The primary hexagram the came forth was, "Youthful Folly," which may be an apt description of how we have come to find ourselves in the mess we are in. When we consider the moving lines, the I Ching suggests that circumstances are trending toward "Opposition," another clear element of the current political situation. Below the jump I will analyze all this, but let me just say here that the I Ching has again come up with an analysis striking in its applicability.
For those interested in the exact hexagrams, the first was number four, Youthful Folly:
With moving lines in the first and fourth positions, we get a tendency toward hexagram number 38, Opposition:
Over the many years that I have been consulting the I Ching I have only very rarely encountered Youthful Folly. Indeed, when I was younger I lived in fear of it, worried that it would point to my own immaturity and inexperience. It is striking that it emerges here because it captures a fair amount of the commentary that has been put forth in recent weeks regarding the on-going economic crisis.
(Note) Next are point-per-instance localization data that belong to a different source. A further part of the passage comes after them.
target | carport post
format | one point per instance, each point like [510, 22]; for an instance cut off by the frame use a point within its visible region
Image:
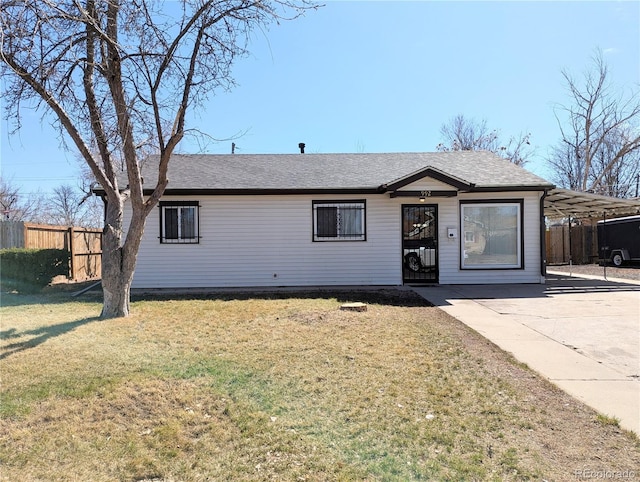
[604, 241]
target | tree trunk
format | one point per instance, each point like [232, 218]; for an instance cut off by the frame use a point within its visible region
[118, 259]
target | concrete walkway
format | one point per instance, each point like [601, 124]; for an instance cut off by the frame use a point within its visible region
[583, 334]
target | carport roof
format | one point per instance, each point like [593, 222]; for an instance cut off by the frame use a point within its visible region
[564, 203]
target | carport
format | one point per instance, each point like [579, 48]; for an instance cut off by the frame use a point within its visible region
[564, 203]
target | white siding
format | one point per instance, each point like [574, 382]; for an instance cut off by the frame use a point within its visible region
[267, 241]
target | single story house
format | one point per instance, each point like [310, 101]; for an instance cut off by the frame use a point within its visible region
[272, 220]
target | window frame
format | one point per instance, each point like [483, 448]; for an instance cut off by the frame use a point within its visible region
[360, 204]
[163, 207]
[519, 204]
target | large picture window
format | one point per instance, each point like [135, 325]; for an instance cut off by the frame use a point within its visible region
[339, 221]
[492, 235]
[179, 222]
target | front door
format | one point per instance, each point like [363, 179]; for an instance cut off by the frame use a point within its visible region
[420, 243]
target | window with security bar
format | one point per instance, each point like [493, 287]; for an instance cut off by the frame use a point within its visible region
[179, 222]
[339, 221]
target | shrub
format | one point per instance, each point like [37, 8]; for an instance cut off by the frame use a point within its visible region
[35, 267]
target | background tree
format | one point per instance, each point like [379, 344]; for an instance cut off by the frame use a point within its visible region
[69, 206]
[120, 77]
[15, 206]
[600, 146]
[462, 134]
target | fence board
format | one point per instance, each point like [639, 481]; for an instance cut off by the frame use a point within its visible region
[84, 245]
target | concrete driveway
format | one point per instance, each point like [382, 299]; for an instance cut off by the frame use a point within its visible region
[582, 334]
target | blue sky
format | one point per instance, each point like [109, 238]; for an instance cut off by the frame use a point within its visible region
[383, 76]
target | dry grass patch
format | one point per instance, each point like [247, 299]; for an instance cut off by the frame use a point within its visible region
[280, 389]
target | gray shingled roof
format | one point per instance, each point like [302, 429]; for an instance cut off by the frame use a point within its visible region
[334, 171]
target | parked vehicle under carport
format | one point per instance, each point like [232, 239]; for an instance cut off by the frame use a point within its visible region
[619, 240]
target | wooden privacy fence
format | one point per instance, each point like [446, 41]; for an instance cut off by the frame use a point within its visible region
[580, 244]
[83, 244]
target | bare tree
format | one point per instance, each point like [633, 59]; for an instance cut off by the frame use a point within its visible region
[462, 134]
[600, 146]
[120, 77]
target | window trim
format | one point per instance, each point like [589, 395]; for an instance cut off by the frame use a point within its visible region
[162, 206]
[519, 203]
[361, 204]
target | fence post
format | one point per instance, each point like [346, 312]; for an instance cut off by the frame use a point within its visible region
[72, 264]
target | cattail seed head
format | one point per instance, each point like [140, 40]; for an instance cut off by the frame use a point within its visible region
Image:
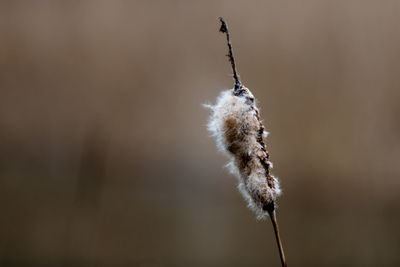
[237, 127]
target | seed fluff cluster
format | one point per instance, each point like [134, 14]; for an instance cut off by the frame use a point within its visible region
[237, 127]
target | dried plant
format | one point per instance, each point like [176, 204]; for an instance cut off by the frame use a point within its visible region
[236, 124]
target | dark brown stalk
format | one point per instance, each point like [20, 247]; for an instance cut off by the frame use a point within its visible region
[272, 215]
[224, 29]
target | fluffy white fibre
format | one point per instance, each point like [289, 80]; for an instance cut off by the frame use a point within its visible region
[239, 133]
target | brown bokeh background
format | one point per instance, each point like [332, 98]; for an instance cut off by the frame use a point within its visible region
[106, 161]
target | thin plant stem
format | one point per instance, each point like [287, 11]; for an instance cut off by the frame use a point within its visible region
[224, 29]
[272, 215]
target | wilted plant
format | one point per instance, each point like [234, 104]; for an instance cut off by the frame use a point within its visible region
[236, 124]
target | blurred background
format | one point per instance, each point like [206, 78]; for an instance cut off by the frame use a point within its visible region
[105, 157]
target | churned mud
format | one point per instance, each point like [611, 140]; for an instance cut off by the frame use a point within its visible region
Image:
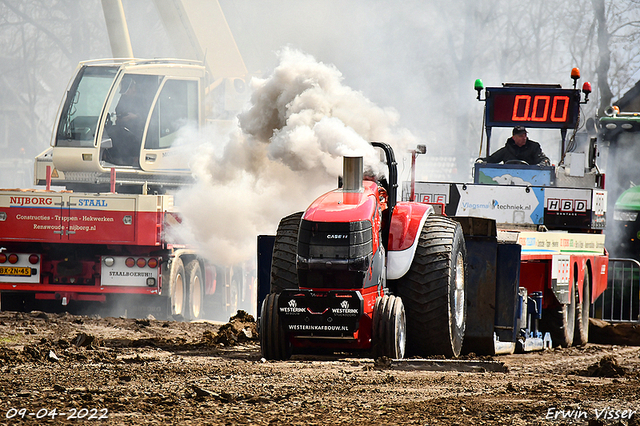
[67, 369]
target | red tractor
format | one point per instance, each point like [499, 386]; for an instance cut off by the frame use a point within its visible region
[360, 271]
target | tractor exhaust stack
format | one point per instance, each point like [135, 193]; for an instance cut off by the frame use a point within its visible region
[353, 171]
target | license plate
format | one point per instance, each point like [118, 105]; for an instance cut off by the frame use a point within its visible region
[15, 271]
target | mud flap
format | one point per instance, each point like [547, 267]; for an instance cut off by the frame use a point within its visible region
[492, 291]
[265, 251]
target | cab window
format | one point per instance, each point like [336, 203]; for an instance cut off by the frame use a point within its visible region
[176, 107]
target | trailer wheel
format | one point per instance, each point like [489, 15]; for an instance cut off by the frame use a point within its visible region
[196, 290]
[178, 288]
[581, 333]
[434, 290]
[273, 340]
[234, 289]
[285, 247]
[389, 328]
[560, 322]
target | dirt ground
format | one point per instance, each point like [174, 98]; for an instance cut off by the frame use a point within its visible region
[66, 369]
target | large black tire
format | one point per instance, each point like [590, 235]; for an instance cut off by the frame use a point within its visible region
[285, 248]
[195, 305]
[560, 322]
[389, 328]
[273, 340]
[434, 290]
[178, 293]
[581, 333]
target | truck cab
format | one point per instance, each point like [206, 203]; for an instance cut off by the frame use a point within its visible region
[128, 116]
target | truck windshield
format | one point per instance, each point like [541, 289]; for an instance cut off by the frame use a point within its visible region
[83, 105]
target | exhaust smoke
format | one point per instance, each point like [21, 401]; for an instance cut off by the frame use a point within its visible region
[285, 151]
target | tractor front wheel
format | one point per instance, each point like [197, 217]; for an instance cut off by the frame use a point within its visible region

Youthful Folly describes a dangerous moment: "stopping in perplexity on the brink of a dangerous abyss..." The picture painted here is of a young person facing uncertainty and peril - indeed the peril, in some part, is a product of the young fool himself - and he is in need of an experienced teacher to show him the way out. The young fool in trouble must understand that he needs help and must seek it out in all modesty and humility. And the teacher must respond clearly:
A teacher's answer to the question of a pupil ought to be clear and definite like that expected from an oracle; thereupon it ought to be accepted as a key for resolution of doubts and a basis for decision. If mistrustful or unintelligent questioning is kept up, it serves only to annoy the teacher. He does well to ignore it in silence, just as the oracle gives one answer only and refuses to be tempted by questions implying doubt.
The key to interpreting this passage is the determination of who, or what, is the teacher and who is the pupil. It it quite tempting to say that the "teacher" is that sector of the national political leadership that is urging quick action to respond to the immediate crisis. They must be heeded and action must be taken. The House Republicans, who are most responsible for voting down the most recent "bailout" bill, could be cast here as offering nothing but "mistrustful and unintelligent questioning". The pupil is the markets, or those in the markets asking for help.
There are alternative possibilities. Is the market the teacher, giving up its "lesson" of discipline? Perhaps. All I will say is that the notion of foolish and rash behavior creating a problem which now demands some sort of teacher's wisdom says something about where we find ourselves.
The moving lines I drew were rather ominous. The six in the first place wasn't too bad, suggesting that a recession might be necessary:
To make a fool develop it furthers one to apply discipline. The fetters should be removed. To go on in this way brings humiliation.
And perhaps that humiliation is required to straighten out the fool. But before we accept this as an acceptance of necessary unfettered market discipline that gives the selfish Wall Streeters what they deserve, take a look at what six in the fourth place portends:
Entangled folly brings humiliation.
That's it. One line. The associated commentary draws a rather bleak interpretation of the condition of "entangled folly:"
For youthful folly it is the most hopeless thing to entangle itself in empty imaginings. The more obstinately it clings to such unreal fantasies, the more certainly will humiliation overtake it.
Often the teacher, when confronted with such entangled folly, has no other course but to leave the fool to himself for a time, not sparing him the humiliation that results. This is frequently the only means of rescue.
To me this suggests a more drawn out and difficult situation, a struggle with competing ideas and interpretations and plans for action, all of which fail to address the underlying problem, prolonging the humiliation. That, the oracle is suggesting, is where we are now.
And when we look forward to where things are going, it doesn't look much better: Opposition.
When people live in opposition and estrangement they cannot carry out a great undertaking in common; their points of view diverge too widely. In such circumstances one should above all not proceed brusquely, for that would only increase the existing opposition; instead, one should limit oneself to producing gradual effects in small matters. Here success can still be expected, because the situation is such that the opposition does not preclude all agreement.
Things will get worse. The economy will sour, politics will sharpen and grow even more contentious. Yet for all of that the I Ching tells us where we can find the good:
In small matters, good fortune.
Solutions and improvements will not come from the top down, from the national leadership to the local level. Rather, thins will get better bit by bit as small, local conditions change. I just hope it doesn't take too long or hurt too much.